Comme Lucie et une autre petite fille, Marie a été enlevé sur une aire d'autoroute. Toute la narration s'y déroulera, dans une sorte de huis-clos tenu entre des échangeurs et des sorties d'autoroute. Car l'autoroute est un lieu - pas un point précis d'une carte, mais un territoire identifié clairement, avec ses codes - double dans nos sociétés contemporaines. C'est un lieu indispensable, car les marchandises y transitent et les hommes y passent. En même temps, c'est un lieu en marge de la société : ni ville, ni campagne, l'autoroute n'est pas vraiment un lieu humain, ni naturel. le goudron y est roi et la mécanique y est reine. Marie est enlevée un quinze août, en plein chassé-croisé des vacances d'été. L'autoroute exprime alors son plein potentiel du mouvement perpétuel, ce qui rend la traque du kidnappeur extrêmement difficile. Tant de voitures, et une seule à trouver, pour une vie à sauver. L'autoroute, un quinze août, est un monde à part avec ses aires de repos, avec ou sans services, où l'on retrouve les mêmes pompes à essence, les mêmes paquets de chips, les mêmes livres de poche et les mêmes toilettes. Les aires d'autorité apparaissent comme des îlots de sécurité sur ce lieu étiré et dangereux qu'est l'autoroute. Triste paradoxe pour Pierre Castan et pour les parents de la petite Marie. Là où tout est lissé, confortable, familier, là ont disparu leurs filles. Ce lieu normé et pourtant anormal influence, visiblement, ceux qui le fréquentent trop : Pierre Castan, comme Pascal, le meurtrier, sont, chacun à leur manière, à la frontière de l'humanité.

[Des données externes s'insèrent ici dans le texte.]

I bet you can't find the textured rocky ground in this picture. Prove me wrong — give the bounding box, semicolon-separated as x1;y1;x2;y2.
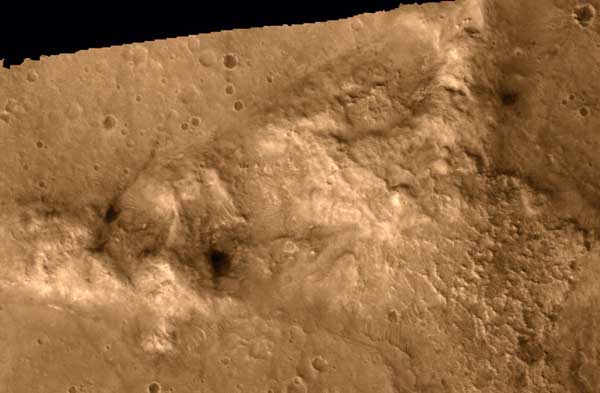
1;0;600;392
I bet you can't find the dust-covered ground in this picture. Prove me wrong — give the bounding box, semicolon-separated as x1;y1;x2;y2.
1;1;600;392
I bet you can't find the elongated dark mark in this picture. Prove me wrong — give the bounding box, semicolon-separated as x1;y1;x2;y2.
500;91;518;106
103;204;119;223
207;249;231;277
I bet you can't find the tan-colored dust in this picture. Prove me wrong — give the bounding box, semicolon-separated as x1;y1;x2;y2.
1;0;600;392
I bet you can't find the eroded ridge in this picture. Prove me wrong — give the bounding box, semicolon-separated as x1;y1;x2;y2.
1;0;600;392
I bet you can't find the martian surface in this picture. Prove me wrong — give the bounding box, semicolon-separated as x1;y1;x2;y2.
1;0;600;392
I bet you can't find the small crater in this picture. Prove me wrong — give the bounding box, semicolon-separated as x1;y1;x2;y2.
351;19;363;31
234;100;245;112
26;70;39;82
208;249;232;277
579;106;590;117
68;387;77;393
287;376;307;393
66;102;83;119
198;49;216;67
181;122;189;130
311;356;329;372
36;140;44;148
148;382;161;393
103;204;119;224
283;240;299;254
387;309;400;323
5;99;24;114
135;95;142;102
225;84;235;95
38;180;47;189
179;85;201;105
223;53;238;69
190;117;201;127
574;3;596;26
266;75;274;83
103;115;117;129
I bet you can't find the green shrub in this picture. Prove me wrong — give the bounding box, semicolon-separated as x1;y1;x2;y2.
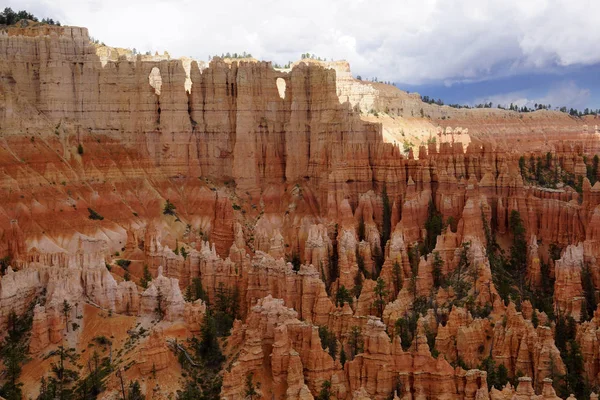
163;199;176;216
116;259;131;269
88;208;104;220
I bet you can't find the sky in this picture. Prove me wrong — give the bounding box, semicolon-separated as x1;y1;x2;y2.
8;0;600;110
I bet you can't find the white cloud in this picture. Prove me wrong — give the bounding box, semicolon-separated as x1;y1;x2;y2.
5;0;600;86
473;80;591;109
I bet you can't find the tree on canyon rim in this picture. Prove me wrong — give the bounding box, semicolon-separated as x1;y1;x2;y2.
0;8;61;25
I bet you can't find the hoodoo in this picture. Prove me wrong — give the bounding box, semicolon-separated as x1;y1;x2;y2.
0;17;599;400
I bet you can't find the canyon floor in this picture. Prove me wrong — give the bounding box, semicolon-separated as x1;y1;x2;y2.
2;20;600;400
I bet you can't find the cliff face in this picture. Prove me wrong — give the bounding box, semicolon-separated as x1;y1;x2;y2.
1;22;600;400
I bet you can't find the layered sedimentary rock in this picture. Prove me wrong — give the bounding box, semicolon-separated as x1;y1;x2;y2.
2;22;600;400
553;244;585;320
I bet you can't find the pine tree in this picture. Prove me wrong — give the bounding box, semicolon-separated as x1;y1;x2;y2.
358;214;366;242
62;300;72;332
163;199;176;216
140;265;152;289
316;380;331;400
519;156;526;177
531;309;539;328
335;285;353;307
214;283;238;336
0;308;32;400
381;184;391;250
44;346;79;400
392;261;403;295
244;373;259;400
423;201;443;254
372;277;388;317
348;326;363;359
127;381;144;400
353;269;363;298
318;326;338;359
432;251;444;288
581;262;596;321
509;210;527;292
196;311;224;368
155;287;165;320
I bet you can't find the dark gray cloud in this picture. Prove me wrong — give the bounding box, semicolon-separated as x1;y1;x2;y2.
6;0;600;89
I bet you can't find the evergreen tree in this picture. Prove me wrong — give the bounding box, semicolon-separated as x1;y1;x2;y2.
423;201;443;254
140;264;152;289
37;377;53;400
497;364;509;389
62;300;72;332
244;373;259;400
348;326;363;359
479;357;508;390
432;251;444;288
381;184;392;250
519;156;526;177
42;346;79;400
392;261;403;295
394;313;419;351
0;307;33;400
163;199;176;216
556;340;589;398
358;214;366;242
288;252;301;272
155;287;165;320
335;285;353;307
531;309;539;328
318;326;338;359
316;380;332;400
75;350;110;399
509;210;527;292
213;283;239;336
327;231;339;289
340;347;347;367
580;262;596;322
356;249;367;277
186;277;207;303
127;381;144;400
372;277;388;317
407;245;420;298
353;269;363;298
195;311;224;368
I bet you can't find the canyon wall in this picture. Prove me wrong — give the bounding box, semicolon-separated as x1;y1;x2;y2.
0;22;600;400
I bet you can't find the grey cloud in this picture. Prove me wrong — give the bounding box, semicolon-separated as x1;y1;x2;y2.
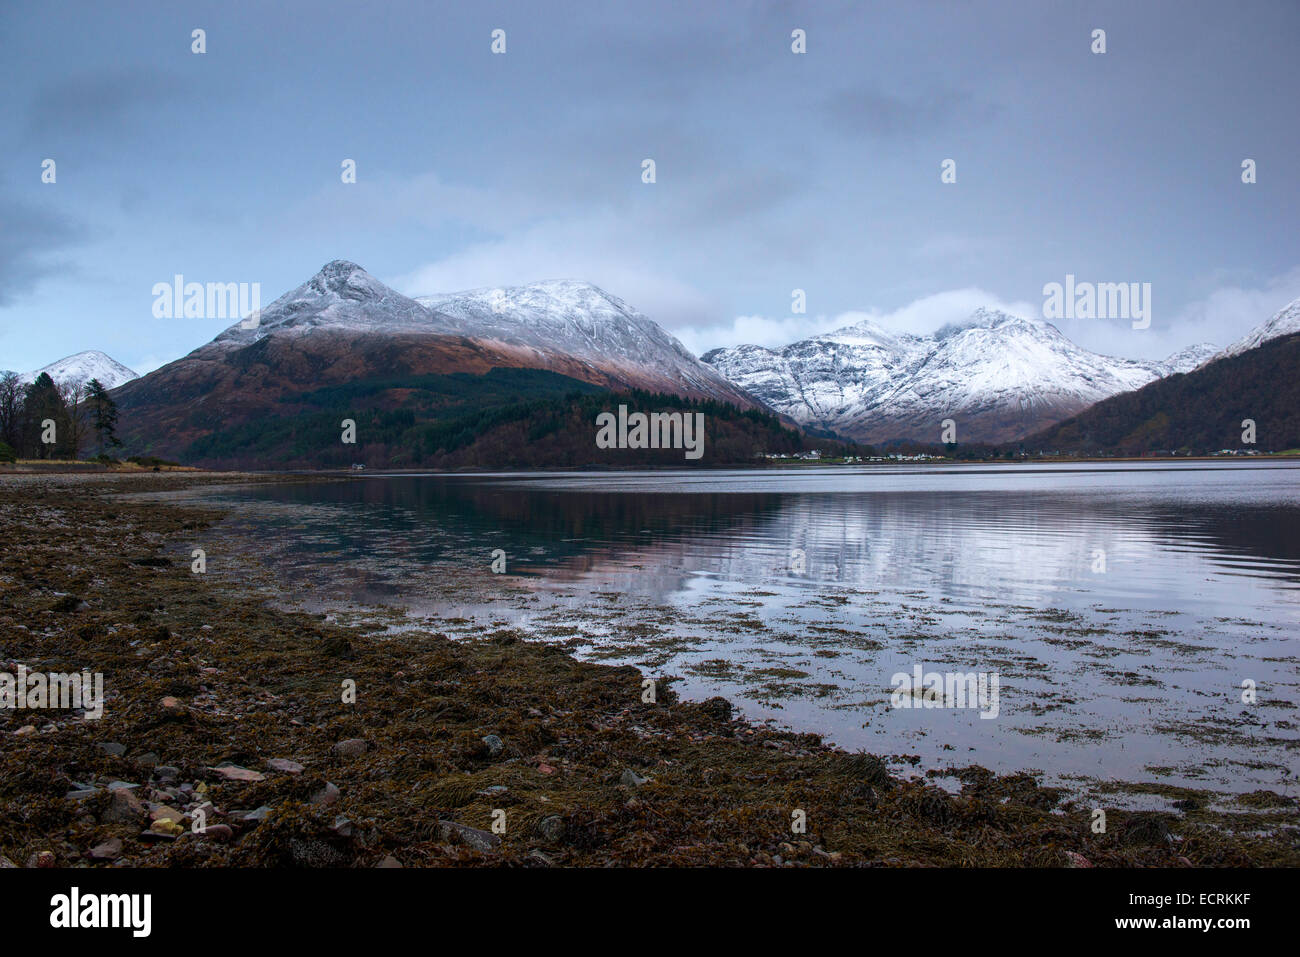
0;198;86;307
27;68;182;135
822;87;997;139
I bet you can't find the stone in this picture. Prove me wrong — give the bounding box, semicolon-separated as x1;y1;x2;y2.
436;821;501;853
620;769;651;787
88;838;122;860
197;823;233;842
309;782;340;806
266;758;304;774
95;742;127;757
376;854;402;868
102;788;146;824
208;764;265;783
144;819;183;839
481;734;504;757
152;765;179;783
331;738;369;760
150;805;185;823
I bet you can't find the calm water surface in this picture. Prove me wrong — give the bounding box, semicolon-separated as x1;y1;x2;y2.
162;461;1300;801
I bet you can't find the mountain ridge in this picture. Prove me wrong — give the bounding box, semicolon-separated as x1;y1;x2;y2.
15;351;139;390
703;309;1218;444
110;260;762;465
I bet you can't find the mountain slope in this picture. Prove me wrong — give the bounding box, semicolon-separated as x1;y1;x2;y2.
1215;297;1300;360
704;308;1212;443
1027;332;1300;454
416;280;755;408
1156;342;1219;375
18;351;139;389
112;261;760;465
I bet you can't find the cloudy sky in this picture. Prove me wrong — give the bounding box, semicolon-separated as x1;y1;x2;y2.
2;0;1297;375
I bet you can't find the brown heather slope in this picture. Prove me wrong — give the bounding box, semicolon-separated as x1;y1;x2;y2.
111;332;521;454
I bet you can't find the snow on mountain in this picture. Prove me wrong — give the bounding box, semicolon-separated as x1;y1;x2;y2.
18;351;139;390
1214;297;1300;361
211;259;461;347
199;261;756;407
703;308;1213;443
416;279;752;406
1155;342;1219;375
702;319;931;431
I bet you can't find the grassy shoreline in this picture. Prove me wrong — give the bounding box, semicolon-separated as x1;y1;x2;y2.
1;472;1295;867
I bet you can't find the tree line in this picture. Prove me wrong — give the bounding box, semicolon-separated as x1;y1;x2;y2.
0;371;121;462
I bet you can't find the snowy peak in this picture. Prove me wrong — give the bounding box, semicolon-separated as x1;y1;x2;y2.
302;259;395;302
1158;342;1219;375
212;260;458;345
816;317;911;351
703;307;1210;443
19;351;139;390
934;307;1044;340
1217;297;1300;360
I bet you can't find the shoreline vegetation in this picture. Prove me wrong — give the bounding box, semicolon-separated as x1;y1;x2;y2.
2;450;1298;477
1;471;1296;868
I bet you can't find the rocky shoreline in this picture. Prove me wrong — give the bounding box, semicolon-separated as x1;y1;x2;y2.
1;472;1295;867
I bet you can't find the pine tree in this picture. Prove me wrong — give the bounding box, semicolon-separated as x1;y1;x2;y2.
22;373;65;459
86;378;121;456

Les voitures lancées à cent trente à l'heure, les personnes inconnues qui vous entourent au snack. L'autoroute révèle aux hommes l'incommunicabilité inhérente à leur condition. Tous les personnages du roman éprouvent d'énormes difficultés à communiquer. Non pas à saluer autrui, non pas à échanger de banals propos, mais à exprimer leur être profond. Julie Martinez éprouve un vif désir pour son second, Thierry Gaspard, qui l'éprouve en retour, mais les deux ne se l'avouent pas (conventions sociales, relations professionnelles). Pierre Castan, isolé dans sa bulle de souffrance, n'a plus qu'un lointain rapport avec le répondeur téléphonique de son épouse, Ingrid, qui elle-même n'est plus en relation avec le monde qu'aux moyens du douloureux plaisir que lui offre la masturbation et à celui des rapports anaux qu'elle consent avec les livreurs en scooter. Pascal, lui, est isolé du monde par sa surdité, et c'est la révélation continue de son incommunicabilité, l'implacable totalité de son silence, qui l'empêchent d'aimer ; ainsi il tue. Quant aux autres personnages, du vieux Jacques qui entasse les preuves matérielles dérisoires de sa propre vie à Lola, une prostituée transsexuelle trop homme ou bien trop femme pour ceux et celles qu'elle croise, ils éprouvent tous la même impossibilité de dire.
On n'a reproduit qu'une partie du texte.